Paris police detained nearly 300 people Saturday ahead of fresh anti-government "yellow vest" protests which authorities fear could turn violent for a third weekend in a row.
The French capital experienced its worst riots in decades last weekend. (Photos: AFP)
Clad in their luminous road safety jackets, dozens of demonstrators -- who accuse President Emmanuel Macron of only looking out for the rich -- gathered at dawn on the Champs-Elysees, the scene last Saturday of the worst rioting in Paris for decades.
"We had to come to Paris to be heard," said protester Herve Benoit, arriving with three friends from the Dordogne in western France.
He called on the government to boost people's spending power and increase taxes on the wealthiest.
By 8.40 am (0740 GMT) police had already detained 278 people.
Some 8,000 police were deployed, carrying out checks on people arriving at train stations and at protest hotspots such as the Champs-Elysees and Bastille monument.
A source close to the operation told AFP that at least 34 people were arrested for carrying masks, hammers, slingshots and rocks that could be used to attack police.
Shops, museums, the Eiffel Tower and many metro stations were closed as much of the city-centre went on effective lockdown. Top-flight football matches and concerts were cancelled.
Last weekend's violence, which saw some 200 cars torched and the Arc de Triomphe vandalised, shook France and plunged Macron's government into its deepest crisis so far.
Interior Minister Christophe Castaner said he expected "only a few thousand people" to descend on Paris after the 8,000 protesters counted last weekend, "but among them are ultraviolent individuals".
Some 8,000 police were deployed, carrying out checks on people arriving at train stations and at protest hotspots.
"These past three weeks have produced a monster that its creators no longer control," Castaner said, vowing "zero tolerance" towards those aiming to wreak further destruction.
Prime Minister Edouard Philippe on Friday evening met a delegation of self-described "moderate" yellow vests who have urged people not to join the protests.
After the meeting a spokesman from the movement, Christophe Chalencon, said Philippe had "listened to us and promised to take our demands to the president".
"Now we await Mr Macron. I hope he will speak to the people of France as a father, with love and respect and that he will take strong decisions," he said.
Philippe said some 89,000 police were being mobilised nationwide, with a dozen armoured vehicles deployed in Paris for the first time in decades.
'Keep a low profile'
Shops around the Champs-Elysees boulevard boarded up their windows and emptied them of merchandise on Friday, while the Louvre, Musee d'Orsay and other museums were shut.
Department stores were also staying closed due to the risk of looting on what would normally be a busy shopping weekend in the run-up to Christmas.

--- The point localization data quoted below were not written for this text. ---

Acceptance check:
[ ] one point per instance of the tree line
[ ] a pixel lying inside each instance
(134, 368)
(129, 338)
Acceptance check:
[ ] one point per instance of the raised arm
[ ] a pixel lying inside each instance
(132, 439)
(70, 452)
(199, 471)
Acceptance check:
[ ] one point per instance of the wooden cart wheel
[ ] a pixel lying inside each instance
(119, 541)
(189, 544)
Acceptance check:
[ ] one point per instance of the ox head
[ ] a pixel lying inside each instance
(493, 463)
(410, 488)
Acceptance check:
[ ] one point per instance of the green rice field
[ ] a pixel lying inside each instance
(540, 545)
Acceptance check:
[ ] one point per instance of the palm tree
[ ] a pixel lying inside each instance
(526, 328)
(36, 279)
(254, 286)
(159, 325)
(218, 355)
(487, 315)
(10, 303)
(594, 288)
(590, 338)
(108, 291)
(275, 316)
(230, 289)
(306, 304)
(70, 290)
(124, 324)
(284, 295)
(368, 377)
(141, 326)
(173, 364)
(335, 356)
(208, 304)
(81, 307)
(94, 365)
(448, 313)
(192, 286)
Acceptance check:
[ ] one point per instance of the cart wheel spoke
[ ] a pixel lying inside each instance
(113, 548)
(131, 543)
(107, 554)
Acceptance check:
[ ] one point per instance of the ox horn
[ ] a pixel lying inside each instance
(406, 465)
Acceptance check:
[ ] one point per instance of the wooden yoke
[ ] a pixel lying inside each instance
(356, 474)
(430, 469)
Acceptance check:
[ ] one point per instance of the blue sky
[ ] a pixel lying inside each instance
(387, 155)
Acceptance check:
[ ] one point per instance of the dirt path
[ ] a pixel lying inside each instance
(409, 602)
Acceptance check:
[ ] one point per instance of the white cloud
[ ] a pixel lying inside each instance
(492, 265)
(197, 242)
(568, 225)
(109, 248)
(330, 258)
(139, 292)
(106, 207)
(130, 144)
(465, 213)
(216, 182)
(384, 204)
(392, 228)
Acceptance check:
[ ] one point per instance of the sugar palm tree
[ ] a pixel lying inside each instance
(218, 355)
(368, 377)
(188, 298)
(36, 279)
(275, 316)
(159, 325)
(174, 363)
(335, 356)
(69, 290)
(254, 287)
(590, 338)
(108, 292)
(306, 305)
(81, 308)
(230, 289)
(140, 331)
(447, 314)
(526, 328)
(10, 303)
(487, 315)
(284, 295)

Foreign governments are watching developments closely in one of the world's most visited cities.
The US embassy issued a warning to Americans in Paris to "keep a low profile and avoid crowds", while Belgium, Portugal and the Czech Republic advised citizens planning to visit Paris over the weekend to postpone their visit.
In a warning of impending violence, an MP for Macron's party, Benoit Potterie, received a bullet in the post on Friday with the words: "Next time it will be between your eyes."
Calls on social media for protesters to attack the police or march on the presidential palace have especially rattled the authorities.
Macron this week gave in to some of the protesters' demands for measures to help the poor and struggling middle classes, including scrapping a planned increase in fuel taxes and freezing electricity and gas prices in 2019.
But the "yellow vests", some of whom who have become increasingly radicalised, are holding out for more. Many are calling on Macron to resign.
The protesters began blocking roads, fuel depots and shopping centres around France on November 17 over soaring petrol prices that have hit people in the provinces who get around by car.
Since then the movement has snowballed into a wider revolt against former investment banker Macron.
Protests at dozens of schools over university reforms, and a call by farmers for demonstrations next week, have added to a sense of general revolt.
The hardline CGT union, hoping to capitalise on the movement, has called for rail and metro strikes next Friday to demand immediate wage and pension increases.
The "yellow vests", some of whom who have become increasingly radicalised, are holding out for more concessions from the government.
'President of the rich'
Macron's decision early in his presidency to slash taxes on France's wealthiest is particularly unpopular with the protesters.
Arguing that such a move was necessary in order to boost investment and create jobs, he has so far ruled out re-imposing the "fortune tax".
But the policy, along with hikes on pensioners' taxes, cuts in housing allowances and a string of comments deemed insensitive to ordinary workers, has led critics to label him a "president of the rich".
Macron had previously vowed to stay the course in his bid to shake up the French economy and not be swayed by mass protests that have forced previous presidents to back down.
His U-turn on higher fuel taxes -- which were intended to help France transition to a greener economy -- marks a major departure.